- Born: 1963 (age 62–63) Eindhoven
- Occupation: Linguist

Academic background
- Education: Languages and Literature, Discourse Studies
- Alma mater: Tilburg University

Academic work
- Discipline: Discourse
- Sub-discipline: Causality
- Institutions: Utrecht University, ILS

= Ted Sanders (linguist) =

Dutch linguist

Ted (T.J.M.) Sanders is a Dutch linguist and Full Professor of Discourse Studies and Language Use in the Faculty of Humanities at Utrecht University.

As of June 2024 he is Vice-Rector of Research at Utrecht University. Before that he was Vice-dean for Research

and Impact in the Faculty Board of Humanities (2022–2024), Vice-Dean of Graduate Education and Dean of the Graduate School of Humanities (2016–2022), the first head of the Department Languages, Literature and Communication (2012–2016), and head of the Departments of Dutch and Modern Languages (2011–2012).

== Biography ==
Theodorus Johannes Maria Sanders (Eindhoven, 1963) studied Languages and Literature at Tilburg University (1981–1986) and graduated (cum laude) in Discourse Studies. Between 1986 and 1992, he worked on his PhD here, while he was also employed by the Educational Testing Service (CITO) in Arnhem. In December 1992, he defended his thesis Discourse structure and coherence, promotor Prof. Dr. L.G.M. Noordman. At Utrecht University, he was appointed as an Assistant Professor (1992–1997), Associate Professor of Text Linguistics (1997–2002), and Full Professor of Discourse Studies (2003). In 2007, he was a guest researcher at the "Department of Linguistics" and the "Institute for Cognitive Studies" of the University of California at Berkeley. In 2023/24 he headed the Desiderius Erasmus-Chair ‘Dutch across the borders’ at the Faculty of Philosophy and Arts at the Université Catholique de Louvain (Belgium).

== Research ==
His research, embedded in the Institute for Language Sciences (ILS), focuses on coherence in text, discourse and cognition. He uses various research methods, at the interface of Humanities and Social Sciences: theory construction, corpus-analysis, text analysis, questionnaires and experimental research on discourse processing (reading times and Eye-tracking) and text comprehension.

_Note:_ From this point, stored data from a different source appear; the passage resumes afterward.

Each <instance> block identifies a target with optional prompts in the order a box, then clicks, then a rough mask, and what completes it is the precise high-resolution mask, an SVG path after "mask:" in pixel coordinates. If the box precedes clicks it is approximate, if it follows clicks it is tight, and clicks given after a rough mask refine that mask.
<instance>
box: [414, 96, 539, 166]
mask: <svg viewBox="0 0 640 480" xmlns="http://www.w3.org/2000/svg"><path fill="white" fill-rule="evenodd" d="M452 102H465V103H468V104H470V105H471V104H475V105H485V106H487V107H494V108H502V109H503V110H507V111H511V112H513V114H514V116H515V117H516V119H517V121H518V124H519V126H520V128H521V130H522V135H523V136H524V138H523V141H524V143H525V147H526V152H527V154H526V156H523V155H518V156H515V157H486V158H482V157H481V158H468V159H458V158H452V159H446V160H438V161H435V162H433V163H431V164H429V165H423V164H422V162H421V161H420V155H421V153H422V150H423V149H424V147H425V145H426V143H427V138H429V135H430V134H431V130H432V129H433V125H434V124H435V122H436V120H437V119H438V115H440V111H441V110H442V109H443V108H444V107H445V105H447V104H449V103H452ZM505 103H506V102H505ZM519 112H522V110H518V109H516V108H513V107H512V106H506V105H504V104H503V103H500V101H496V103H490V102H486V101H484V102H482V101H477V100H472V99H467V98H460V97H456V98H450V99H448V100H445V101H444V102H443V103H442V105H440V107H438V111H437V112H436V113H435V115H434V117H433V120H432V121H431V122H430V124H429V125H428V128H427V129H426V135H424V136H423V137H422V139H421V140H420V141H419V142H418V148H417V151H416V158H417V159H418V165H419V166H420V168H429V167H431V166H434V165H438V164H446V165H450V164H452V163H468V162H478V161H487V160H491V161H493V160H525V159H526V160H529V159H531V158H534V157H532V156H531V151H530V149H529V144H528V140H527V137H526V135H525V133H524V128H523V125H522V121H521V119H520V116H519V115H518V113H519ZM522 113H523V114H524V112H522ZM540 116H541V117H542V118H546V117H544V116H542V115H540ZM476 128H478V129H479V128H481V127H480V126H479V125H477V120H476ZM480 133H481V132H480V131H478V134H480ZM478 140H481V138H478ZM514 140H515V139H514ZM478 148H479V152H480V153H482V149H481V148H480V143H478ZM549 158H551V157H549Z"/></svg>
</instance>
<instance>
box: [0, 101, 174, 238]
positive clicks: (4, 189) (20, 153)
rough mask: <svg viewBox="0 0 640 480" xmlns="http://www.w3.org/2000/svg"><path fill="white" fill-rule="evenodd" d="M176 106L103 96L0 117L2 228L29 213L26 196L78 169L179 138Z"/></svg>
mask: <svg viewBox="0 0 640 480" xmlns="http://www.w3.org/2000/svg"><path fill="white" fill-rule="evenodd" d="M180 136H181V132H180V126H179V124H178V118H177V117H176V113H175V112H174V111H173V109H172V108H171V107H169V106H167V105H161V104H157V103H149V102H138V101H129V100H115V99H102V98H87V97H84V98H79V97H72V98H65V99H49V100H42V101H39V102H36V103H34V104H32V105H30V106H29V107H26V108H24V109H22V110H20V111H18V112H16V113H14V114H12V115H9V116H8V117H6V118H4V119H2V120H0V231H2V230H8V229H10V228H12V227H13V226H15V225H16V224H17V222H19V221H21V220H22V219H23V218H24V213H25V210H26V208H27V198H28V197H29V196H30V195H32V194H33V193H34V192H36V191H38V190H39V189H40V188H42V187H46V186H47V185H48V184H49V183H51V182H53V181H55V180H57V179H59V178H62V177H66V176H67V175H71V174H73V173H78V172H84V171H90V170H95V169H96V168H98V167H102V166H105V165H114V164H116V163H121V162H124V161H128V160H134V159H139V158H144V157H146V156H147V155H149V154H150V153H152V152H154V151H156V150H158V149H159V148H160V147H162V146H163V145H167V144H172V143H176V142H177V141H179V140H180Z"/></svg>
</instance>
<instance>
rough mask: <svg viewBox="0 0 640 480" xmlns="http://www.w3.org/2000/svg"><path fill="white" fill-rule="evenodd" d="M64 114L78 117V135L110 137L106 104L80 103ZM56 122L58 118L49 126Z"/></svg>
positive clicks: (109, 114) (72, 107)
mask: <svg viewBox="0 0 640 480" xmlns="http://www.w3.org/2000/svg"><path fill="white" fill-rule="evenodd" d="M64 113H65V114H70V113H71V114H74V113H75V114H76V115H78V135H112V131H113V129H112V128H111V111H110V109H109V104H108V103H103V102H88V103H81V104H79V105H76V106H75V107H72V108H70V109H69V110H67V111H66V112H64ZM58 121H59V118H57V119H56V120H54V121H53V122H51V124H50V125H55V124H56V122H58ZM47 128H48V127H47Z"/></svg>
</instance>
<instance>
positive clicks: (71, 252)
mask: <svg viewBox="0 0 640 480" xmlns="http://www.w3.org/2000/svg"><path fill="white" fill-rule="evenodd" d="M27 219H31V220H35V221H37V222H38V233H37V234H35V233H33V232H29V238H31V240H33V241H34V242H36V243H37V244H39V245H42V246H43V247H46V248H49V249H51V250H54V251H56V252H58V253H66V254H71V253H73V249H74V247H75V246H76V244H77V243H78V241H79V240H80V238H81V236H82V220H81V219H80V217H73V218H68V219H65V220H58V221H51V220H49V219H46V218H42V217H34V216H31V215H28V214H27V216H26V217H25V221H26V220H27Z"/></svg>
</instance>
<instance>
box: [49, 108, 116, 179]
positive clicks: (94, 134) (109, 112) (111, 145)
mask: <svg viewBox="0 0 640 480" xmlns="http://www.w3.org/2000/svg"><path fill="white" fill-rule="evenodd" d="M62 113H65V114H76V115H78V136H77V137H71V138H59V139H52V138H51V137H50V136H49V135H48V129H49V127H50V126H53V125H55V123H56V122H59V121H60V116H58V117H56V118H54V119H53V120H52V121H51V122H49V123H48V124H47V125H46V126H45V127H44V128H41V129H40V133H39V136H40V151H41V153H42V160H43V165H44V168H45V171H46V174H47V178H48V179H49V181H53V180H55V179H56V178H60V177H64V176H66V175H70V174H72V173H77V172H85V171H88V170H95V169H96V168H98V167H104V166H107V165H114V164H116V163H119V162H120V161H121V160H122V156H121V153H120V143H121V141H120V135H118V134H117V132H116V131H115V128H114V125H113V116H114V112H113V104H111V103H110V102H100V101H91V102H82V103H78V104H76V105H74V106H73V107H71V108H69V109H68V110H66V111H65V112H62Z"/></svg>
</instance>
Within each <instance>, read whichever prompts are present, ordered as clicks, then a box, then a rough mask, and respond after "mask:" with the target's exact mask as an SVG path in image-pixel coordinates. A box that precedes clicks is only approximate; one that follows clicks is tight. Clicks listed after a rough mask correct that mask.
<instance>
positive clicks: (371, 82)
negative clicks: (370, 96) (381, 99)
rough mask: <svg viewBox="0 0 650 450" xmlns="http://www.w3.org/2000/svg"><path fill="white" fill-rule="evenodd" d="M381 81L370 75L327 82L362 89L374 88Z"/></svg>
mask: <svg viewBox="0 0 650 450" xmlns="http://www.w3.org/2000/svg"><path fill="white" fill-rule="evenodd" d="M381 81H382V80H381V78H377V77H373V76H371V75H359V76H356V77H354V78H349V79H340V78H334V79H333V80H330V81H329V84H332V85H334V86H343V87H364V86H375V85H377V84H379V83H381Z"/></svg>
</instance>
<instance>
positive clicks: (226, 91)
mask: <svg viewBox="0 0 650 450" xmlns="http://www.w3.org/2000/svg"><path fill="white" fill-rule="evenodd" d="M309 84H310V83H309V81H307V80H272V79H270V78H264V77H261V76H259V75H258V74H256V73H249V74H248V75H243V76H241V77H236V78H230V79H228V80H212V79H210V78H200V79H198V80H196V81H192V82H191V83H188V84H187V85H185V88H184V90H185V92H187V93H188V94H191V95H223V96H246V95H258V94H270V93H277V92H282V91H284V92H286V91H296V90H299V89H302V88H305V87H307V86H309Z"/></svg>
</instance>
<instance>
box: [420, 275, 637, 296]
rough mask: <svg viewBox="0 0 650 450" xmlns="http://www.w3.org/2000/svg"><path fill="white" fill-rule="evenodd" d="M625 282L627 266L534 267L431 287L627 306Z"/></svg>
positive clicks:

Together with colleagues, he developed CCR, a cognitive approach of Coherence relations.

Together with colleagues, he also works on comprehensible language: which factors contribute to comprehensibility of texts? He co-initiated and led the nation-wide research program Comprehensible Language and Effective Communication, which was funded by NWO and several societal partners (2011–2016). He was also involved in joint research directed towards societal impact in this domain.

In 2005, NWO awarded him a VICI-grant for a project on Causality and Subjectivity in Discourse and Cognition (2005–2011).

== Publications ==
Together with co-authors, he published on the themes mentioned above in various books and international journals, such as Cognition, Cognitive Linguistics, Discourse Processes, Dialogue & Discourse, Journal of Child language, Journal of Pragmatics, Language and Cognitive processes, Language Testing, Metacognition and Learning, Reading and Writing, Text & Talk, Written Communication.

He was also a (co-)editor of special issues of Cognitive Linguistics (2001), Discourse Processes (2004) and Journal of Pragmatics (2011). Together with Joost Schilperoord and Wilbert Spooren, he edited Text Representation: Linguistic and Psycholinguistic approaches (Benjamins, 2001), and together with Eve Sweetser (UC Berkeley) he edited Causal Categories in Discourse and Cognition (Mouton de Gruyter, 2009).

== Selected publications ==
- Sanders, T.J.M. W.P.M. Spooren & L.G.M. Noordman (1992). Toward a taxonomy of coherence relations. Discourse Processes, 15(1), 1–35.
- Sanders, T.J.M., & Noordman, L.G.M. (2000). The role of coherence relations and their linguistic markers in text processing. Discourse Processes, 29(1), 37–60.
- Canestrelli, A. R., Mak, W. M., & Sanders, T.J.M. (2013). Causal connectives in discourse processing: How differences in subjectivity are reflected in eye-movements. Language and Cognitive processes, 28(9), 1394–1413.
- van Silfhout, G., Evers-Vermeul, J., Mak, W. M., & Sanders, T.J.M. (2014). Connectives and layout as processing signals: How textual features affect students’ processing and text representation. Journal of Educational Psychology, 106(4), 1036–1048.

== Inaugural lecture ==
Sanders, T.J.M.  (2004). Tekst doordenken. Taalbeheersing als de studie van taalgebruik en tekstkwaliteit. Oratie, Faculteit der Letteren, Universiteit Utrecht, 19 November 2004.